If he was unhappy in his birth at a time when, as soon as he was of years to remember anything, he saw his father dragged off to the scaffold by a revolutionary tribunal, he has at least been happy in his death ; for he was spared the bitterness of witnessing the extinction of that Napoleon dynasty which he had served so faithfully through evil and good repute. Once in his boyhood he mignt just have heard that the Prussians had made their way into France as far as Valmy, thence to be driven back in disastrous defeat. Twice in later years it had been his hard fate to see those very Prussians lording it in Paris.
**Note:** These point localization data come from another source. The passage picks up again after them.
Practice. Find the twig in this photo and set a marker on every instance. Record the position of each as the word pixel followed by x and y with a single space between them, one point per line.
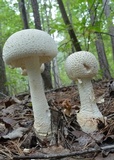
pixel 50 156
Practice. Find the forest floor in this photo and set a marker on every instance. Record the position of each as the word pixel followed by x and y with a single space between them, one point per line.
pixel 18 140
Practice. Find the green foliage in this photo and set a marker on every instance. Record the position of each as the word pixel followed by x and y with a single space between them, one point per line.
pixel 15 81
pixel 78 13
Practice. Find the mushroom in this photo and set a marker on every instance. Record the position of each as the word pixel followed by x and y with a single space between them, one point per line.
pixel 83 66
pixel 28 49
pixel 24 71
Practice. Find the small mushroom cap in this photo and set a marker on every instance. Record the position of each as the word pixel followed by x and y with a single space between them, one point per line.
pixel 27 43
pixel 80 65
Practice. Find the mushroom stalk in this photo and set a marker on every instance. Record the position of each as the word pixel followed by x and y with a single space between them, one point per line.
pixel 87 98
pixel 89 114
pixel 39 102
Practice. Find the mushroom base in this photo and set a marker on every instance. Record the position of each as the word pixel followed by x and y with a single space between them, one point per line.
pixel 90 124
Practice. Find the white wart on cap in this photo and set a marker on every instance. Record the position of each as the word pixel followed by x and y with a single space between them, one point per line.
pixel 83 66
pixel 28 49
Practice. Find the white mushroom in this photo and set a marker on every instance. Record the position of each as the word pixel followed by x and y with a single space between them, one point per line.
pixel 42 67
pixel 29 49
pixel 83 66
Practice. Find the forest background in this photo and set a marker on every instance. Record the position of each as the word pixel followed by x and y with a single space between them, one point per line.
pixel 75 25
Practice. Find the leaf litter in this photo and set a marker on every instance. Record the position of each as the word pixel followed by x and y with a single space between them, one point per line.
pixel 18 140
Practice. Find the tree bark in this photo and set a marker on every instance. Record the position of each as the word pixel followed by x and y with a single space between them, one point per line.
pixel 67 22
pixel 36 14
pixel 106 6
pixel 102 56
pixel 23 14
pixel 46 75
pixel 3 87
pixel 99 45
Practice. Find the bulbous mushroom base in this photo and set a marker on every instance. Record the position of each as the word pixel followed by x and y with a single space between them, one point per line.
pixel 42 132
pixel 90 124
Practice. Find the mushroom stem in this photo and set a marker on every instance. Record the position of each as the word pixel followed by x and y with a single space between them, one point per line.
pixel 89 113
pixel 39 102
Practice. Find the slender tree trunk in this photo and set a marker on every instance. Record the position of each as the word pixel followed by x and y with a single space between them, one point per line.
pixel 99 45
pixel 106 6
pixel 23 13
pixel 46 75
pixel 69 25
pixel 36 14
pixel 102 57
pixel 3 87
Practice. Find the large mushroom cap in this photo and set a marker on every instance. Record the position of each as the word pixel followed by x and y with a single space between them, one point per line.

But he has been spared the misery of seeing the Prussians for the third time before the walls of Paris, and his eyes at least will not behold what was so wonderfully averted in 1815, the dismemberment of France. Few men have led so varied and at the same time so honourable and stainless alife. We all remember his noble bearing and stately presence, the charm of his conversation, and the winning accents of his adress. A soldier of fortune, and yet a most finished gentleman, even the first Empire produced few such characters – so brave, and yet so discreet ; so amiable, and yet so trustworthy. He was the most illustrious – in fact, we may say he was the only – survivor of that wonderful period which embraces the Consulate and the Empire, and he not only survived it, but had filled a prominent place in its annals. He witnessed not merely as a spectator but as an actor those tremendous struggles which shook Europe to her foundations, and he was not the least in those days when there were giants in the land. It was well said at the time he was selected to fill the vacant Chancellorship so long filled by another veteran, the Marshal d’Ornano, that there were persons who figured as heroes in works of fiction whose history had less of the romantic init than that of the new Chancellor of the Legion of Honour. Be that as it may, it is quite true that seldom in our century has a character so full of adventurous spirit, and at the same time so wise and prudent, passed away from the world as that of the late Count de Flahaut.